The other sort of experiment is that I pull down a protein complex, or that I’m looking at a yeast cell lysate or something of that nature. In that case it would be interesting to find phosphorylated proteins from that; that’s more what I’d call a proteomics sort of phosphorylation analysis.
Are you interested in getting an ETD accessory?
So we have ECD on our FT instrument. We do not have ETD yet -- it’s one of those things where I’m going to let my friends try it first. It’s a significant investment and I’m not sure how well the instrument manufacturers have engineered this just yet.

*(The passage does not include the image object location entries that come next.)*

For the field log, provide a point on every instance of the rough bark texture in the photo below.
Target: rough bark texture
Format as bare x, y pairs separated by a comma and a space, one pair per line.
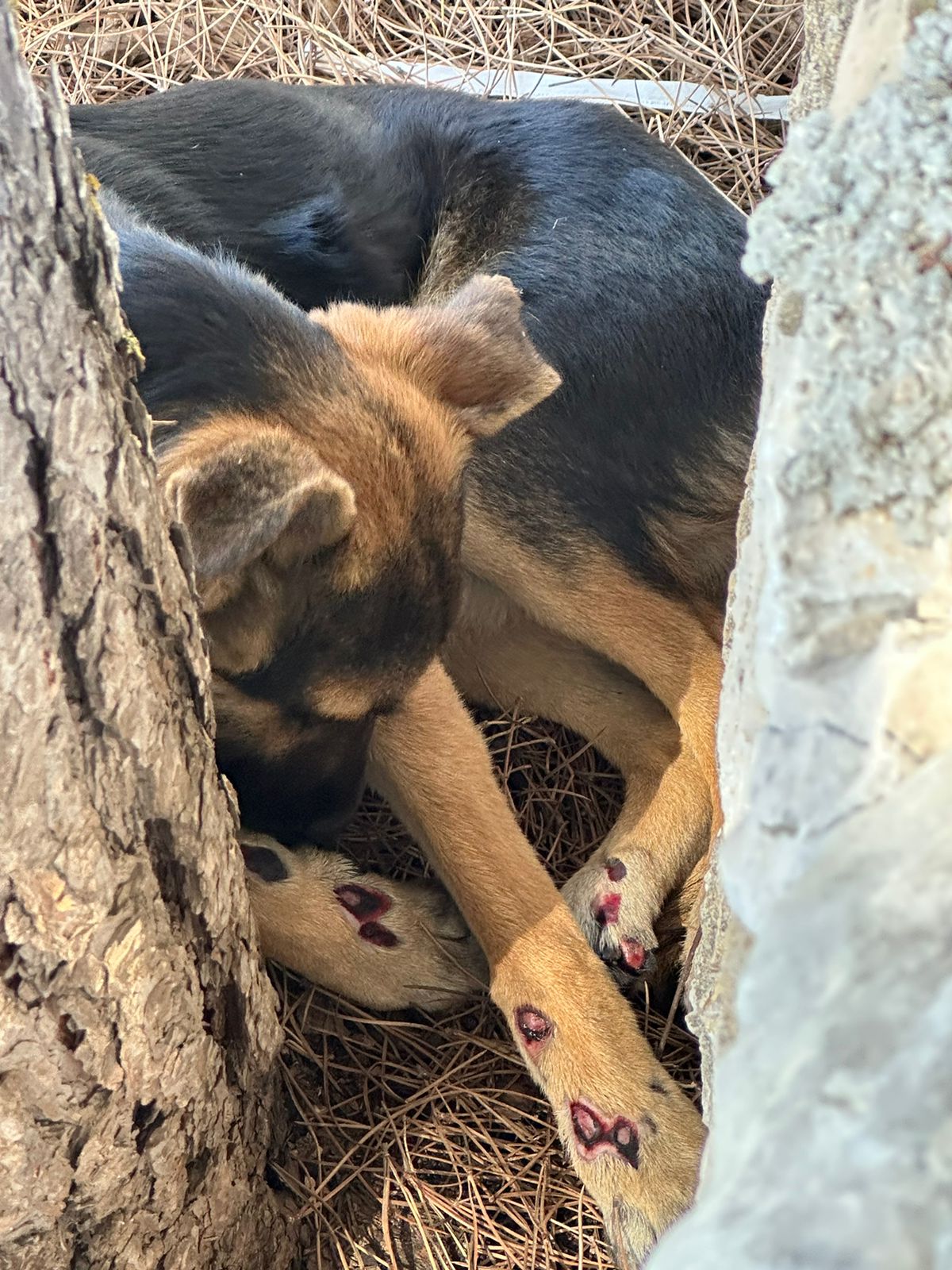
823, 986
137, 1034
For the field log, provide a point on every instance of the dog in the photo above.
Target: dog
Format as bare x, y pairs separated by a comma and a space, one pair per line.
501, 459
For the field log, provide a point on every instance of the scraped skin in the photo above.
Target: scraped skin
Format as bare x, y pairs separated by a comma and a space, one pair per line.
501, 657
578, 1037
389, 945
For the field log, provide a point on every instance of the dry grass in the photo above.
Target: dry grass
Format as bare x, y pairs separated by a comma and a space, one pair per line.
413, 1145
121, 48
416, 1145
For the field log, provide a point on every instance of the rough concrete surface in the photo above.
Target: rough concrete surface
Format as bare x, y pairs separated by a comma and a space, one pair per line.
831, 1019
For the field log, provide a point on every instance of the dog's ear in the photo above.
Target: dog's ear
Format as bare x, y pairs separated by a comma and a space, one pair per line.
241, 487
470, 353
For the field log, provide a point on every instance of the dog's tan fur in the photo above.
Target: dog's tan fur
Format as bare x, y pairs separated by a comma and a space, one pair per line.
592, 647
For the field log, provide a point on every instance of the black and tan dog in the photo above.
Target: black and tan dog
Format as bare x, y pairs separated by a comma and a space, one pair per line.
380, 493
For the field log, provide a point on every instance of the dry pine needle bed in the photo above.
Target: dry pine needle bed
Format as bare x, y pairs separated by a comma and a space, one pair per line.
413, 1143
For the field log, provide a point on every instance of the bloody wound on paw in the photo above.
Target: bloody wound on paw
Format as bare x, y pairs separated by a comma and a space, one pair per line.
535, 1028
596, 1136
366, 906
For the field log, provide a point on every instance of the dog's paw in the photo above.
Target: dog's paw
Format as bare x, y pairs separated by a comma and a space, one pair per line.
616, 907
390, 945
640, 1168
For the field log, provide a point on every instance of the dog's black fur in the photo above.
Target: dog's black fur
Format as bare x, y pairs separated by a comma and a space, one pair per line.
628, 264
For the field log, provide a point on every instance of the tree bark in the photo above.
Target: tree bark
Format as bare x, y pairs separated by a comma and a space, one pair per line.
137, 1034
822, 986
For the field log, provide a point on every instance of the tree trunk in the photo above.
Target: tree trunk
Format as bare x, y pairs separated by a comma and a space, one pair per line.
823, 988
139, 1034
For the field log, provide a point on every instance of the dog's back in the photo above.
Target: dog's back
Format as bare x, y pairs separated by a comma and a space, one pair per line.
628, 260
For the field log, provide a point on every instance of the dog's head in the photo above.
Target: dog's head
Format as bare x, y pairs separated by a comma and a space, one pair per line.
327, 539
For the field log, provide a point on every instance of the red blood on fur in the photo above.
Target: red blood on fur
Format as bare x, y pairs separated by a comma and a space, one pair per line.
588, 1126
535, 1028
363, 902
376, 933
634, 954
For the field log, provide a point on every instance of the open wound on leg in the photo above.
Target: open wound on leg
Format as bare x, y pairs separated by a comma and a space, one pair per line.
597, 1136
367, 906
533, 1029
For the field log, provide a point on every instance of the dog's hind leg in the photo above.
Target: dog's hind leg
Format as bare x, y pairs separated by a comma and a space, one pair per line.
385, 944
594, 600
660, 831
631, 1134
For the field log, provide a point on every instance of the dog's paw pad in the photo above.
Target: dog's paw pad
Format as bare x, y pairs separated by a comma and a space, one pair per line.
264, 863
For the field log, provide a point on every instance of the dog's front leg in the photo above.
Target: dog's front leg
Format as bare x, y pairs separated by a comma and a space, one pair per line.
631, 1134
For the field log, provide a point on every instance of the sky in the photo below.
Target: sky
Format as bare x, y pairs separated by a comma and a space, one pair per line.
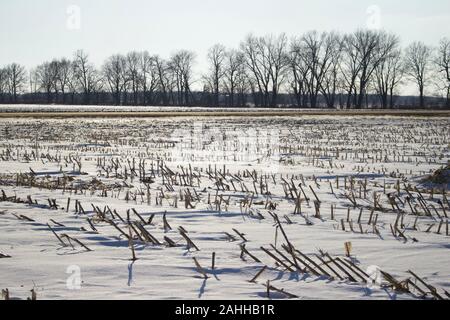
35, 31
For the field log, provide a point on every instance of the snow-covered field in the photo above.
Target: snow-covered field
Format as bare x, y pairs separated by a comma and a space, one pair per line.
280, 195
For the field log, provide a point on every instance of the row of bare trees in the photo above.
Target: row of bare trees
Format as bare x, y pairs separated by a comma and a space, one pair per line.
314, 70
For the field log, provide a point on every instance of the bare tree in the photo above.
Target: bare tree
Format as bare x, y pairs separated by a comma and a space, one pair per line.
46, 78
298, 72
234, 71
85, 75
114, 72
442, 62
181, 64
267, 61
364, 50
388, 76
63, 76
318, 54
216, 59
330, 78
3, 84
133, 60
149, 77
16, 76
417, 64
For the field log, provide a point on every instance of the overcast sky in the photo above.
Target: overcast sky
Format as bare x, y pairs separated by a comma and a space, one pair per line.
32, 31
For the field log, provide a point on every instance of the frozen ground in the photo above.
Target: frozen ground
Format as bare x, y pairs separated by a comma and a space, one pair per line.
292, 190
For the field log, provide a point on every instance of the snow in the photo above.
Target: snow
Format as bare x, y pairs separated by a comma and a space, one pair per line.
382, 150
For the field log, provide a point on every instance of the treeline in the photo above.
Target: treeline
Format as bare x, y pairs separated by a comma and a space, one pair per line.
362, 69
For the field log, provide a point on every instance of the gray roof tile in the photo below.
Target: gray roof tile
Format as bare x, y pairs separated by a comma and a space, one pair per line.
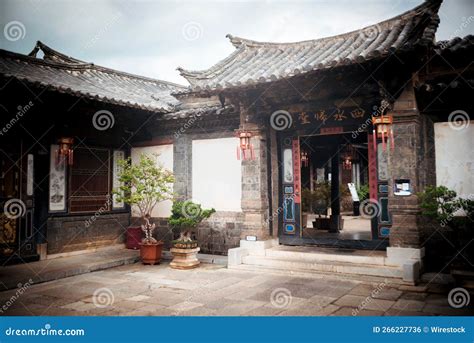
256, 62
69, 75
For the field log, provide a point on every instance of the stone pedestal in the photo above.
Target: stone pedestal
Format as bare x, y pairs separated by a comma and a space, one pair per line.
184, 258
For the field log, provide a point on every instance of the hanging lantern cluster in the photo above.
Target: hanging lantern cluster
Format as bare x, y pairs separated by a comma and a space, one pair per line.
304, 158
347, 157
245, 149
65, 152
383, 129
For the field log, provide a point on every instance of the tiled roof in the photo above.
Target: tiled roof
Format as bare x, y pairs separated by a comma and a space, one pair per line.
455, 45
69, 75
199, 112
258, 62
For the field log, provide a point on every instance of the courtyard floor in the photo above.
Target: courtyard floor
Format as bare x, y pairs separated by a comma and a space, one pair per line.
213, 290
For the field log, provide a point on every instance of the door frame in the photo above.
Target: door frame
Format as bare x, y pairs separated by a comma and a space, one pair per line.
285, 140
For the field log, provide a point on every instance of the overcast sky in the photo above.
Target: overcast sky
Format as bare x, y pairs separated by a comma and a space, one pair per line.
152, 38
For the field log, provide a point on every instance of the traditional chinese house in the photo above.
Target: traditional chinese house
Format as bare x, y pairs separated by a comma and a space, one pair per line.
270, 133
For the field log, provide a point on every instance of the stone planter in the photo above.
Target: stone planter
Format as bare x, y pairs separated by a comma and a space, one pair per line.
151, 253
184, 258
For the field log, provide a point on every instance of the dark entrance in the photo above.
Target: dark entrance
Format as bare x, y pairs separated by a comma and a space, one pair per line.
17, 237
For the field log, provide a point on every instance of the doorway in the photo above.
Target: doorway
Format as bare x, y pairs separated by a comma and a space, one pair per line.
324, 185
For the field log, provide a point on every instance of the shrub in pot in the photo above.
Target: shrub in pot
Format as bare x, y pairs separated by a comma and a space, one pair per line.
185, 217
144, 185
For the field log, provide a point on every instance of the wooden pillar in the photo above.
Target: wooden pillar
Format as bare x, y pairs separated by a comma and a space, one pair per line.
335, 196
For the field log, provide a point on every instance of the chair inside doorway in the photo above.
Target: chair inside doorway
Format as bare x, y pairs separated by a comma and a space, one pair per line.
334, 182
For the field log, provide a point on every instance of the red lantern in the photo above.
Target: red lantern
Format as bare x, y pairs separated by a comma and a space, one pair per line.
245, 149
347, 157
304, 158
65, 153
383, 129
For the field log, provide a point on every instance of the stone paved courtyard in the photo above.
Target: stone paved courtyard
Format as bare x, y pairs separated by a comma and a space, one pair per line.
212, 290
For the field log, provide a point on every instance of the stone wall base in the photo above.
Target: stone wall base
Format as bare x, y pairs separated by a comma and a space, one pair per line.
235, 255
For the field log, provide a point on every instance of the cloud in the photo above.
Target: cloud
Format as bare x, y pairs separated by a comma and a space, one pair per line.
146, 38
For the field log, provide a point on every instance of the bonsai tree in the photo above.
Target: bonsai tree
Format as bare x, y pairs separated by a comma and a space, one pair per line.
144, 185
185, 217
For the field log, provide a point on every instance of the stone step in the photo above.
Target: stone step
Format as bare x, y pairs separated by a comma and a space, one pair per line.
307, 255
324, 266
313, 274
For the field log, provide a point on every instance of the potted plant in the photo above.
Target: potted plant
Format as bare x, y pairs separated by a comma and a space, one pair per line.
321, 199
452, 217
144, 185
185, 217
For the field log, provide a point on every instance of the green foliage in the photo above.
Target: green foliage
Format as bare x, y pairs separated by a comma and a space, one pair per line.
318, 199
439, 202
186, 215
363, 192
468, 206
143, 184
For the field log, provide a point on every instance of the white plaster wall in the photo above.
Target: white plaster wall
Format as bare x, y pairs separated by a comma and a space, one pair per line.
217, 174
455, 158
165, 159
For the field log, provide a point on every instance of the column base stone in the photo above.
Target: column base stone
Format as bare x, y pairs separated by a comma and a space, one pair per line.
235, 255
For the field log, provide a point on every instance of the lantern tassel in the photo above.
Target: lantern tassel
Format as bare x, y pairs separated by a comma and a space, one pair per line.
392, 141
374, 136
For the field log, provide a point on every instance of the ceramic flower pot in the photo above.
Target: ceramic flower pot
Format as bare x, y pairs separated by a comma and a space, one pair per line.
151, 253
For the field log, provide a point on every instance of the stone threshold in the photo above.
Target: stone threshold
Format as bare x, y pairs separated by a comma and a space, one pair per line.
76, 263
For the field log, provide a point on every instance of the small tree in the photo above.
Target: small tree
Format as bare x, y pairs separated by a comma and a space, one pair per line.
185, 216
144, 185
438, 202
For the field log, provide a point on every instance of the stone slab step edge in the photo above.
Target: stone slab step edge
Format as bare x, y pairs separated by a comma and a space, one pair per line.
68, 272
320, 256
314, 274
325, 266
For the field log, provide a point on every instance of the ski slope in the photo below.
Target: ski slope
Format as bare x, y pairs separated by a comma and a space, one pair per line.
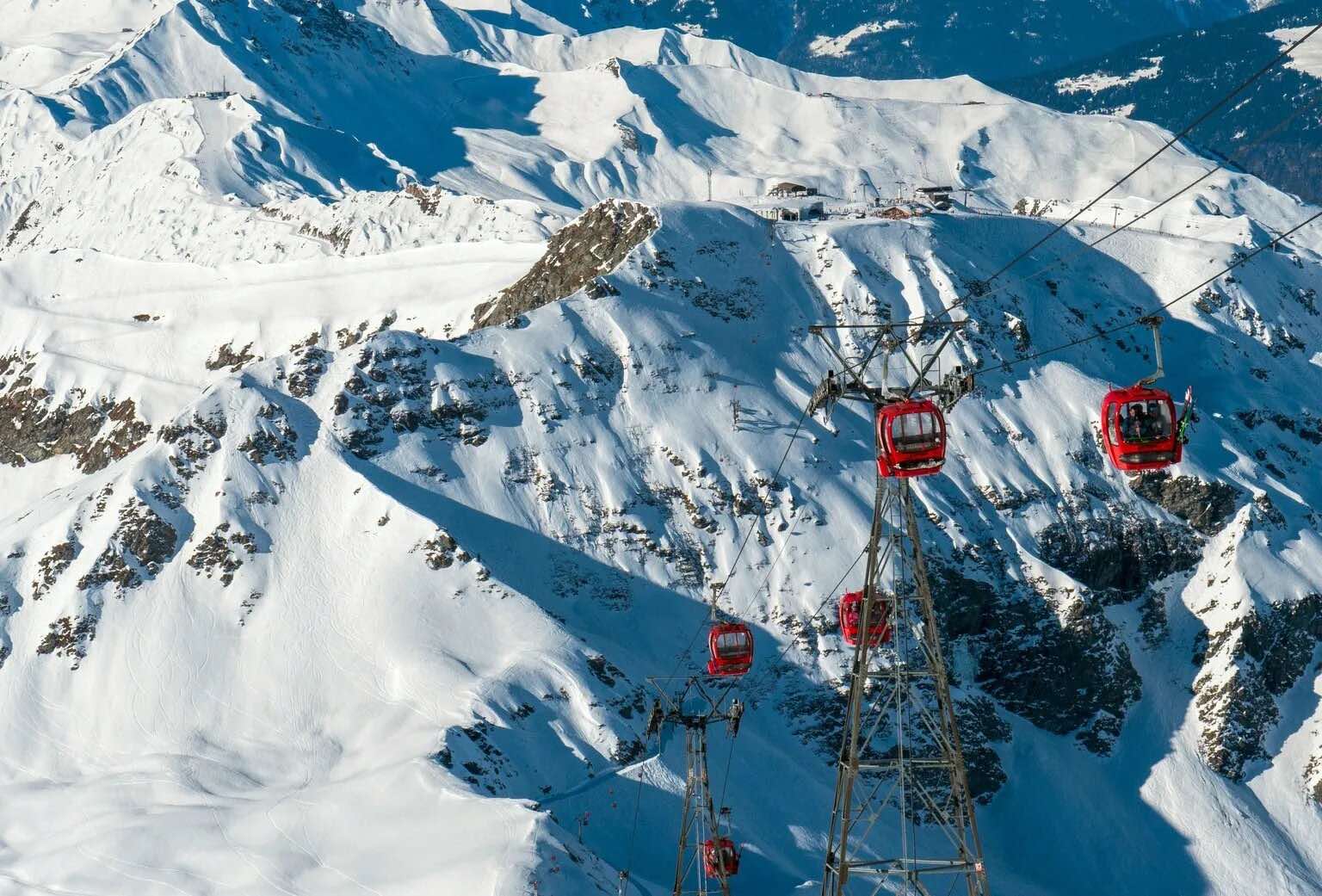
355, 597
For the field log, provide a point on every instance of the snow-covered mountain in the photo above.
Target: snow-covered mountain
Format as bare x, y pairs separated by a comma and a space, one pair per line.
367, 386
1273, 130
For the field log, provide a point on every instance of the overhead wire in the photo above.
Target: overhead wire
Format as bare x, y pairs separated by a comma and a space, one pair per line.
984, 286
1062, 261
1284, 54
1109, 331
734, 567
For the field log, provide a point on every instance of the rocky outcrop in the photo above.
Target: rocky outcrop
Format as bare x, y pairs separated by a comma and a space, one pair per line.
392, 392
34, 424
140, 546
1046, 654
222, 554
1205, 506
1121, 553
1247, 665
589, 247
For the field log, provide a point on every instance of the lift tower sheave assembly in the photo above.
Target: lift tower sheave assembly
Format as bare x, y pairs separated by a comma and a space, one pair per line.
903, 819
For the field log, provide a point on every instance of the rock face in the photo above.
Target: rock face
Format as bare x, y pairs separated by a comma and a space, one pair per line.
36, 426
1205, 506
1046, 654
1247, 665
1121, 554
590, 246
138, 550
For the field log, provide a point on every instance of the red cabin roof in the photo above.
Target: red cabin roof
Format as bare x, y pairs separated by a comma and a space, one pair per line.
732, 649
1139, 429
851, 619
720, 858
910, 439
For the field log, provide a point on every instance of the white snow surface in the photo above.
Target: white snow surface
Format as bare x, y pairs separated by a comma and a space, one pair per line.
1307, 57
1097, 81
343, 718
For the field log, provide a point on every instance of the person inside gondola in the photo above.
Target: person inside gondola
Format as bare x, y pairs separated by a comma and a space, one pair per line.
1134, 423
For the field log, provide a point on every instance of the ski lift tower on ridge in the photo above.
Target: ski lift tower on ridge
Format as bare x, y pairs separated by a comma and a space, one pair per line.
903, 809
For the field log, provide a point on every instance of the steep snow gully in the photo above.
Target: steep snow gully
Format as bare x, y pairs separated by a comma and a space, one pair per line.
390, 414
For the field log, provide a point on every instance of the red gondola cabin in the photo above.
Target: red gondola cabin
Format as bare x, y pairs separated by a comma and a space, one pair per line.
720, 858
1139, 429
910, 439
851, 619
732, 649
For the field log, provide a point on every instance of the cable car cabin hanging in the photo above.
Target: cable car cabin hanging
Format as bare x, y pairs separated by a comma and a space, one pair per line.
1139, 424
720, 858
732, 649
910, 439
851, 619
1139, 429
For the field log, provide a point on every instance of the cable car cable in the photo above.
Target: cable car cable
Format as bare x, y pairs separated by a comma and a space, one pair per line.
1162, 306
734, 567
1176, 139
1062, 261
1083, 250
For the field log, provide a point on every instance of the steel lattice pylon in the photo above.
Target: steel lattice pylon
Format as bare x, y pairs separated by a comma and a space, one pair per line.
903, 810
903, 814
695, 708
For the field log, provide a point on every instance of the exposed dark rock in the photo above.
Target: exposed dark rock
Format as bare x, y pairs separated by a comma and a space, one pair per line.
979, 727
194, 442
52, 565
219, 553
1122, 553
274, 439
738, 300
1248, 664
34, 427
27, 221
139, 547
227, 357
69, 636
310, 364
587, 247
439, 552
1206, 506
392, 392
1048, 656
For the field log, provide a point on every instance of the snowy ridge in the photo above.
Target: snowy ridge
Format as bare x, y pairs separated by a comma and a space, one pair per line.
355, 597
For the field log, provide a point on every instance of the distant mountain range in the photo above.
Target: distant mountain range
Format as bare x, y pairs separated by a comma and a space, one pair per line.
1171, 79
907, 39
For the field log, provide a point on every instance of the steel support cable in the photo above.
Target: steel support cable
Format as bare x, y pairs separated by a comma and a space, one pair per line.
734, 565
1117, 328
1233, 159
1166, 145
1083, 250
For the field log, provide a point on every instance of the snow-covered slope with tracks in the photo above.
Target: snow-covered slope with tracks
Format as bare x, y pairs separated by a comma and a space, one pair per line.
308, 585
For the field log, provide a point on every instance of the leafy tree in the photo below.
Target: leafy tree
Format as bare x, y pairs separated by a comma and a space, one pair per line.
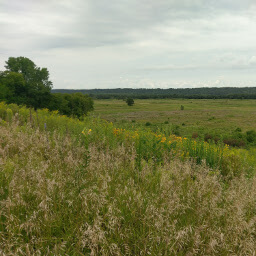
37, 83
13, 88
130, 102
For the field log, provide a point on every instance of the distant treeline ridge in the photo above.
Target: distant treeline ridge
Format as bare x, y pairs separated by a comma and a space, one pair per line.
171, 93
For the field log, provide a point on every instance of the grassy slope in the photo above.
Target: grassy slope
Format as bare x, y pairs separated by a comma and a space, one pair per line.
58, 198
202, 116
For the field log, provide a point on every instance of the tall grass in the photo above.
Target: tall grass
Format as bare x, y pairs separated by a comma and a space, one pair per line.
59, 197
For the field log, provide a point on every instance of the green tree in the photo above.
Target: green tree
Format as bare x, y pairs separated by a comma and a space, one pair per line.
12, 87
130, 102
38, 85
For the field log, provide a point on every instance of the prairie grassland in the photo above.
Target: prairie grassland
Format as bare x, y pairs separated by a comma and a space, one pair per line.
70, 187
201, 116
59, 198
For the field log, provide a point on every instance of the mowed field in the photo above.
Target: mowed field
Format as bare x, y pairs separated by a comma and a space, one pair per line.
200, 116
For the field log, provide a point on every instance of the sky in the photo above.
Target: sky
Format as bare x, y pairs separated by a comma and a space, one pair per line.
88, 44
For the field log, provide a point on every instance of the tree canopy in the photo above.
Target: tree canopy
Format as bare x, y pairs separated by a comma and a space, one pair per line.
24, 83
37, 89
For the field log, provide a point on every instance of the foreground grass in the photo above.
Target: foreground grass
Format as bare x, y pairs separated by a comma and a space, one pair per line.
60, 197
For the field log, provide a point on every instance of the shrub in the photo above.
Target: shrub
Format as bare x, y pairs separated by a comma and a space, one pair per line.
194, 135
251, 136
130, 102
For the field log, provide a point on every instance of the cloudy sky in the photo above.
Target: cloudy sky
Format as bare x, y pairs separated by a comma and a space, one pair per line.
134, 43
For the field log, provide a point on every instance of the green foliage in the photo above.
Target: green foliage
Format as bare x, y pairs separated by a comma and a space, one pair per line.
90, 188
26, 84
130, 102
36, 92
251, 136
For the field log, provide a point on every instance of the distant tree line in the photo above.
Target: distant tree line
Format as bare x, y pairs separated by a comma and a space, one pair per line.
171, 93
24, 83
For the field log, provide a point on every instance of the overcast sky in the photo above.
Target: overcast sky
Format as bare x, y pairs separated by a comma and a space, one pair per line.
133, 43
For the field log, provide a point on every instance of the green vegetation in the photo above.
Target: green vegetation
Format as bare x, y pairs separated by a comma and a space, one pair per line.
24, 83
87, 187
228, 121
171, 93
130, 102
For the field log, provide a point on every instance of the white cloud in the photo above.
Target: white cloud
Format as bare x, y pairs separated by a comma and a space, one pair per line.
150, 43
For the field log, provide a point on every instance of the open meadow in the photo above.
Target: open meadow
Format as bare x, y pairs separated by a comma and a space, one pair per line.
92, 187
220, 117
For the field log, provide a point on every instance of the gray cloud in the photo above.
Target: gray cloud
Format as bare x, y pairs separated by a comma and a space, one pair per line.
92, 43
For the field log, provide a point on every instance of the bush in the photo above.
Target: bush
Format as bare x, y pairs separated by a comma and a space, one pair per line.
251, 136
130, 102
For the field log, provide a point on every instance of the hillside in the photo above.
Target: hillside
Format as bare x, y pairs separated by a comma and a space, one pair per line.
190, 93
71, 187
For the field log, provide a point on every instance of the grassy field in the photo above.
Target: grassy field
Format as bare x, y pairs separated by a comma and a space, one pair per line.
199, 116
88, 187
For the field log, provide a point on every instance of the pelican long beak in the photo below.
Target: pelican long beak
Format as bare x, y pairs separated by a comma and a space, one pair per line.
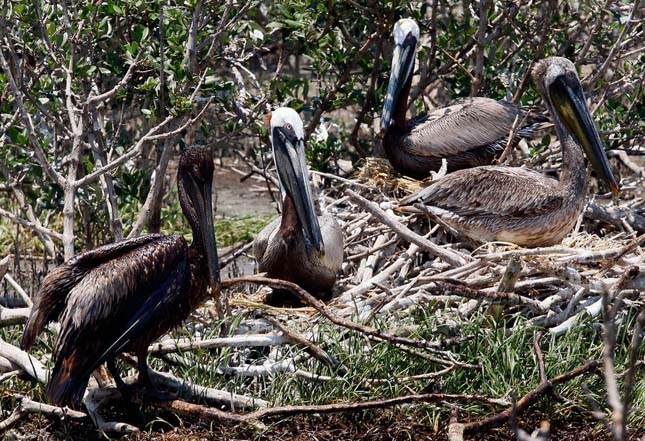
291, 163
203, 201
569, 103
402, 65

Professor, analytical chemistry
Are you looking into the ETD approach?
The electron transfer turns out to be one class of reactions that is particularly attractive for characterizing post-translational modifications that are otherwise fairly labile under conventional techniques. In terms of my work, ETD is a class of reactions that we’re studying. We’re also studying other kinds of ion-ion reactions, like proton transfer reactions and metal transfer reactions -- things that we think have relevance to protein structural characterization.
One example of something we’ve done recently: we’re interested in making these ETD reagents in different ways. The way people generally make an ETD reagent is with chemical ionization or some gas phase technique where you have to volatilize your neutral compound.
We wanted to make an ETD reagent by electrospray. That’s a little bit tricky because most things that yield strong signals by electrospray are either strong acids or strong bases -- so they really want to do proton transfer, they don’t want to engage in electron transfer.
We solved this problem by spraying carboxylic acids attached to PAHs, and it turns out that these things fragment by loss of CO2 when they’re in the mass spectrometer if you activate them. So what you end up with is a product which is a nice electron transfer reagent. We’re searching for more efficient reagents, that are a bit higher in mass than ones that are commonly used. The reason why we want that is in these electron dynamic ion traps that we use as reaction vessels, they have a limited dynamic range in terms of the range that can be stored. If you’re studying a high-mass biomolecule of interest, ideally you’d like to have a relatively high mass reagent so that you can store them in the same place at the same time.
Department of Clinical Medicine
University of Oxford
You don’t have an ETD in your own lab. Are you waiting to see how it fares?
ETD, especially last year in the meetings, was praised as something that could add something significantly new to our analysis of post-translational modifications. In some cases, like in phosphorylation, it helps because it encourages the phosphate group to stay on the site chain even during fragmentation. It also helps for glycosylation. For these kinds of modifications, I’ve seen examples where ETD actually was helpful -- but that’s about it.
There is a lot you can still do with more classical instruments. If you do your experiments right, with a good ion trap where it can do MS to the N experiments, or a Q-TOF where you can do exact neutral loss type experiments, you can do a lot.
How are you doing phosphorylation analysis if you’re not using ETD?
We do either a classical DVA experiment on the ion trap or Q-TOF, or exact neutral loss experiments using [a] label-free [method]. We have this Q-TOF label-free quantitation system, it’s actually called protein expression profiling, that can be used to quantitate phosphorylation sites as well. It’s not only a qualitative analysis, it’s also quantitative: you can determine ratios, different phosphorylation states, and so forth.